絵画は平面なのか。
田子港 10号 港湾の工事材料の積み下ろしなのだろう。面白い舟の形で描きたくなった。
水彩人の下田の研究会で、松田さんは盛んに絵画は平面だという事を言われていた。平面の意味を考えてみた。松田さんは同時に、絵画は哲学だということも、頻繁に言われる。たぶん松田さんの中ではこのことは同じことを意味しているらしい。ずいぶん飛躍した言い方だが、絵を描く人の考え方は、こういう言葉になって飛び出てくる。だから、松田さんの絵に戻って、この言葉を考えてみないことには、意味不明の言葉になってしまう。そもそも松田さんが言われるには、松田さんの絵は、姉様描きに始まるそうだ。この姉様描きがどんなことを意味するのか、これも良く分らない言葉だが、どうも姉様人形のようなイラストではなかろうか。姉様人形とは、縮れた和紙で作られた平面的な人形で、おままごとなどに使われたものだ。この顔の描き方が、線描でイラスト風である。ここから来たファッションイラストの中原淳一風のものではないかと想像している。

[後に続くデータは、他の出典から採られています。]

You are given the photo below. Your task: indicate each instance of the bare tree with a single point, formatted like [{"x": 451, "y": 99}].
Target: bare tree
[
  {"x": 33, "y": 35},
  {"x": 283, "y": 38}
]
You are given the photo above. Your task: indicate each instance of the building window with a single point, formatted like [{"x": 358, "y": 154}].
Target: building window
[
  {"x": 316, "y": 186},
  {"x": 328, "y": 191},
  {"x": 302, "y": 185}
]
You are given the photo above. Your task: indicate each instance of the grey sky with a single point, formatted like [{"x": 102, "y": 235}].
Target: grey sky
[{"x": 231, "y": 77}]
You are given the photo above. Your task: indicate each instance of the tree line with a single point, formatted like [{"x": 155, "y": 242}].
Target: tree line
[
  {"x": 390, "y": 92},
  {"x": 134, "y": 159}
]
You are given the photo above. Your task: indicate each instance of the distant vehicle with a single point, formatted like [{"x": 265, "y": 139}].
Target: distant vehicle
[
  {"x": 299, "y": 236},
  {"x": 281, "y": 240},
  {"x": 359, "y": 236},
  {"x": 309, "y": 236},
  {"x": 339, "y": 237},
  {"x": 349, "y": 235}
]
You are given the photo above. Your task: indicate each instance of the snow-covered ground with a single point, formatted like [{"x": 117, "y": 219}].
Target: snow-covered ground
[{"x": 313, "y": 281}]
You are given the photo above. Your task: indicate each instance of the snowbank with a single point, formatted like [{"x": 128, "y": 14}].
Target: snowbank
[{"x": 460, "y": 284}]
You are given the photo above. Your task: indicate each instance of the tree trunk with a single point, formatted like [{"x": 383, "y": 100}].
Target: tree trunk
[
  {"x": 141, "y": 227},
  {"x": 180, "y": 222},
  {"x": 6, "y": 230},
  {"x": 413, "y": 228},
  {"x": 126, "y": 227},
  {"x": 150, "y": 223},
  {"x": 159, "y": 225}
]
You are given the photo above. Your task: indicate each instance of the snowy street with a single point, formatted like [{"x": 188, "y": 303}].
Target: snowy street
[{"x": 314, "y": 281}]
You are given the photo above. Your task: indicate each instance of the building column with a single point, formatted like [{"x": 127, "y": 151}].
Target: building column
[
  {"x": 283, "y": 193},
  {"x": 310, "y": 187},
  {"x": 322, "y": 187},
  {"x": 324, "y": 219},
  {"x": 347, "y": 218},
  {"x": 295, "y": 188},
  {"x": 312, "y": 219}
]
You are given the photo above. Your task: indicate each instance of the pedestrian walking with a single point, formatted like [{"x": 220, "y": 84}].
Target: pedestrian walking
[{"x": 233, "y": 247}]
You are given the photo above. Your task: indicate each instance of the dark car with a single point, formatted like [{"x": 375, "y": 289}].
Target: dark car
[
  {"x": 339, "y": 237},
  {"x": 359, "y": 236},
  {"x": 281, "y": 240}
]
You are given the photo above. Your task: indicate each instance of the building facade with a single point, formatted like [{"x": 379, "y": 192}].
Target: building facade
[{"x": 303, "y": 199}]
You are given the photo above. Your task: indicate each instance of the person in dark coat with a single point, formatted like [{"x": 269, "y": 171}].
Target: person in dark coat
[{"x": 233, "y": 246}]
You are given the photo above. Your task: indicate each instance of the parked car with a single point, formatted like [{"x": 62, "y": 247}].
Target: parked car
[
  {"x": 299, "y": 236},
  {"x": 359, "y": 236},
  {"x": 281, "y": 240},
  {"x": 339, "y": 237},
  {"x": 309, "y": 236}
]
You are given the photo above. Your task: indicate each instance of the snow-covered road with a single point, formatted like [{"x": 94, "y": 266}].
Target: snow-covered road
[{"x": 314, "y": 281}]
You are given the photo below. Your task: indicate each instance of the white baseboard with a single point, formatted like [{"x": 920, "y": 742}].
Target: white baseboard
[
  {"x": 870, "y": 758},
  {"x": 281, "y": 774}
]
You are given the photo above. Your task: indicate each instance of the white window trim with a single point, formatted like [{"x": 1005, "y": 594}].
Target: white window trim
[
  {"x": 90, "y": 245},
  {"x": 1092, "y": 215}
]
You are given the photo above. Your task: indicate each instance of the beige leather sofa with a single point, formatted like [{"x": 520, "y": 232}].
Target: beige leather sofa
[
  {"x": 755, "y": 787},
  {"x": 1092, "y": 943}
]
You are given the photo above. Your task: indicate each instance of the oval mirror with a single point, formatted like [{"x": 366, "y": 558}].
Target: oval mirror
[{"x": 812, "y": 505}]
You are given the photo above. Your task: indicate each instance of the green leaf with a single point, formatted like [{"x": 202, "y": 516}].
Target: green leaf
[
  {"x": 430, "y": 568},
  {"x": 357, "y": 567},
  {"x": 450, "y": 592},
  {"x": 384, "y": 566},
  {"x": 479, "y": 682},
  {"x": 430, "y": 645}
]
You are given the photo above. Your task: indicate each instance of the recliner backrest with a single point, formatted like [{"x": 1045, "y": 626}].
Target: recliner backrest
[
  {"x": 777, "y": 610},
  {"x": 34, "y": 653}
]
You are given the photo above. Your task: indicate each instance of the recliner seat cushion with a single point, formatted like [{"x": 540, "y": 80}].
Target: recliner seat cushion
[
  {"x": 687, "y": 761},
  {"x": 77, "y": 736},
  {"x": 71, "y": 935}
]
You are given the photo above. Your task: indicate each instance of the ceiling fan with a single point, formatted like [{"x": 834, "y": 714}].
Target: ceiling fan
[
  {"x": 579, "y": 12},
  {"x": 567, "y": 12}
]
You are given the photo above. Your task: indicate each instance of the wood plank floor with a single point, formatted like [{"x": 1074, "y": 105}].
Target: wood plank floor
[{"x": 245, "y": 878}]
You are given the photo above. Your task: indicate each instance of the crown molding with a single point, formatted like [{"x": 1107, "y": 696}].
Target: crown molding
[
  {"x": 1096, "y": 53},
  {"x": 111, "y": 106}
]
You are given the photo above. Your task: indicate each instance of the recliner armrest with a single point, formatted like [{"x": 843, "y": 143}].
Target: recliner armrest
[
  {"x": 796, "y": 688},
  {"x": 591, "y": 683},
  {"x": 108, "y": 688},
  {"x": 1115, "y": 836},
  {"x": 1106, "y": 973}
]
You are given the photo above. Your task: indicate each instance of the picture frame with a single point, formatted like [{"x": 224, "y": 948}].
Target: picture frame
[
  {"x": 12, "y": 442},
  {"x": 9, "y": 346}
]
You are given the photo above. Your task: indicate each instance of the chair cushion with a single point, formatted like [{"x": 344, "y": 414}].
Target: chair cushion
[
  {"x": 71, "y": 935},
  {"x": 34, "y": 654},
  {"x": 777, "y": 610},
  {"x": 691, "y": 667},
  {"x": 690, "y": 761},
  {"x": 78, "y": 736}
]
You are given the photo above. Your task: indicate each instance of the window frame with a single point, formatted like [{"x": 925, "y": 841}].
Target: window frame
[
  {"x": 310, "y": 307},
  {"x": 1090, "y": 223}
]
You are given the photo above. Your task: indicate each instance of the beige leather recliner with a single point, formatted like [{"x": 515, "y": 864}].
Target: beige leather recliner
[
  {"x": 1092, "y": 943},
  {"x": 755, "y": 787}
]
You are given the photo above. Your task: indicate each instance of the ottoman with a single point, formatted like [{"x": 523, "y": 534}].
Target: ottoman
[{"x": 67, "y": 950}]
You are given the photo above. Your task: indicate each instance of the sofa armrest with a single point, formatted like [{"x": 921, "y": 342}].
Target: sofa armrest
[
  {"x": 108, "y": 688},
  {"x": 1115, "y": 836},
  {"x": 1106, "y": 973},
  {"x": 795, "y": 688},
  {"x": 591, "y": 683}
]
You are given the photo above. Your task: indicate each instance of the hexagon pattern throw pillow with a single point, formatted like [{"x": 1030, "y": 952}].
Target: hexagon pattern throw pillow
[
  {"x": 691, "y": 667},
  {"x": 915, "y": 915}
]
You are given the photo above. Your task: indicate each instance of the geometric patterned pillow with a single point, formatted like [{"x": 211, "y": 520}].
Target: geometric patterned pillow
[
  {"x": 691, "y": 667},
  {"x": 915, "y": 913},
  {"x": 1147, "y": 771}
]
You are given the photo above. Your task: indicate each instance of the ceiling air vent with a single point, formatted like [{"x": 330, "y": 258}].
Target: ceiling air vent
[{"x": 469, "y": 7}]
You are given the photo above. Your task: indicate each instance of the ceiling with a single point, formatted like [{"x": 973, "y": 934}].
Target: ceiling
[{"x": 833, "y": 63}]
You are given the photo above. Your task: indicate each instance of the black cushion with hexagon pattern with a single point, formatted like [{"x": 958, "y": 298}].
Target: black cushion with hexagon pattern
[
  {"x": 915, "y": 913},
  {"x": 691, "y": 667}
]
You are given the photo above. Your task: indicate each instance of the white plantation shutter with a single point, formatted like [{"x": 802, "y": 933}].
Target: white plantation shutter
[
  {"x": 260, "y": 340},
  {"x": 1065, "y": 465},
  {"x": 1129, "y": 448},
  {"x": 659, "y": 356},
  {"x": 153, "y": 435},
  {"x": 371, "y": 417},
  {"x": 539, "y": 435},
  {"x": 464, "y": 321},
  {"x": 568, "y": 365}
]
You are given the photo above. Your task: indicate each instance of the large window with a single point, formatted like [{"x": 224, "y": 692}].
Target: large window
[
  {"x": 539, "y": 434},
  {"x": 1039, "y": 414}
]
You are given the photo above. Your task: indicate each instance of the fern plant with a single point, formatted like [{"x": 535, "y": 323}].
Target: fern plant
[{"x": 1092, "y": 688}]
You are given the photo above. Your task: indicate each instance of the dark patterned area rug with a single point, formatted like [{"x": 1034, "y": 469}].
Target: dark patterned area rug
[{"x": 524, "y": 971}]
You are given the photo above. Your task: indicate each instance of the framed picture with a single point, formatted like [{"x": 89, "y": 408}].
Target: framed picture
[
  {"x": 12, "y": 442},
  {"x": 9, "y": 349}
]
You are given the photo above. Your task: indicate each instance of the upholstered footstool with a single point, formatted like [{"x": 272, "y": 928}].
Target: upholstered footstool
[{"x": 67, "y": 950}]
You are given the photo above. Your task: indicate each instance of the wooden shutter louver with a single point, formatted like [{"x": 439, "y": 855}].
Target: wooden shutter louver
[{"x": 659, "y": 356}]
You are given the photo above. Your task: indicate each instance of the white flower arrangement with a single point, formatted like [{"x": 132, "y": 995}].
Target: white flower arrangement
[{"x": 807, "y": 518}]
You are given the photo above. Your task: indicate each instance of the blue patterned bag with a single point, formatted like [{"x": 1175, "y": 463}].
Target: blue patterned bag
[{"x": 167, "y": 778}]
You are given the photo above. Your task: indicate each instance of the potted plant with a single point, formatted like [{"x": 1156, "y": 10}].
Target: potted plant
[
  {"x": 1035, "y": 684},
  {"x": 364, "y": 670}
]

実際の人間を見て人間を描くということは、慣れていない人には難しい。どうしても現実に存在している物の重みがあり、純粋に映像として物を見ることはできない。ところが図像として描かれたものを、写すのであれば、子供でもへのへのもへ字を書けば、人の顔になる。図を頭で理解して、図として描く簡単さがある。つまり、絵画は平面だという言葉の裏にある意味は、一度イメージ化されたものを通して、絵画を考えているということではないだろうか。松田さんは長年資料集めを熱心にしてきた。極端にいえば、本当の絵より、パンフレットの方が絵が分ると言って、入り口でパンフレットだけ買うということもあると言うほどである。絵のなかにある情報だけの方が、絵に現われている細かな調子にごまかされないという意味があるようだ。日本の多く絵描きが、西洋絵画の図録の白黒写真で絵を学んだような意味でもある。この絵にある情報というものが、絵画は哲学だという言い方にもなるような気がする。
確かにこの考え方は一面的ではあるが、本質に近づくには一つのやり方ではあるだろう。日本の絵画の伝統はまさに、こうした図から図が学ばれてきたものだ。書写というように、図画の基本として絵を写すことを勉強としてきた。こうしていわば図録から学んだ要点の情報というものは、誰かが平面に咀嚼したものである。そして意味だけが浮かび上がってくる。現実の複雑で分りずらい空間というものを飛び越えることにもなる。ところが、現実を写生をするということになると、見ているものをどう絵にするかという情報処理が必要になる。大いに違ってくる。自分の考え方を離れて、圧倒するように現実の存在がある。そこで、現実と戦うような絵もあれば、現実を自分流に捻じ曲げて解釈するものも出てくる。そして、自分というものを捨てて、写真のように写す技術の在り方を絵画と考える場合もある。見えている現実というものは、千変万化であるから、ある一面を切り取るということになる。
絵画が自己表現であるというのは、近代絵画の獲得した価値である。松田さんのいう、絵画は哲学だという考え方もここから出ているのだろう。絵画は平面だということは、抽象画の多くはその考えに基づいている。イメージを画面の上で、展開して絵画とする。現実の現象とは関係しない絵画である。その抽象的イメージを形成しているものが、作者の哲学という事に成りやすい。だから、松田さんをふくめ半具象の絵は、抽象画にどちらかと言えば近い気がする。私の場合は、あくまで写生である。現実の説明を絵で行っている。だから平面という意識もないし、空間という意識もない。画面という眼前の世界の中で、動勢を見ている。ムーブマンである。現実世界にあるムーブマンをどのように見るかということが中心になる。ムーブマンというものは、見えているものではないのだから、写真には写らない。そのムーブマンをとらえる、ものの見え方が絵画に反映するということになる。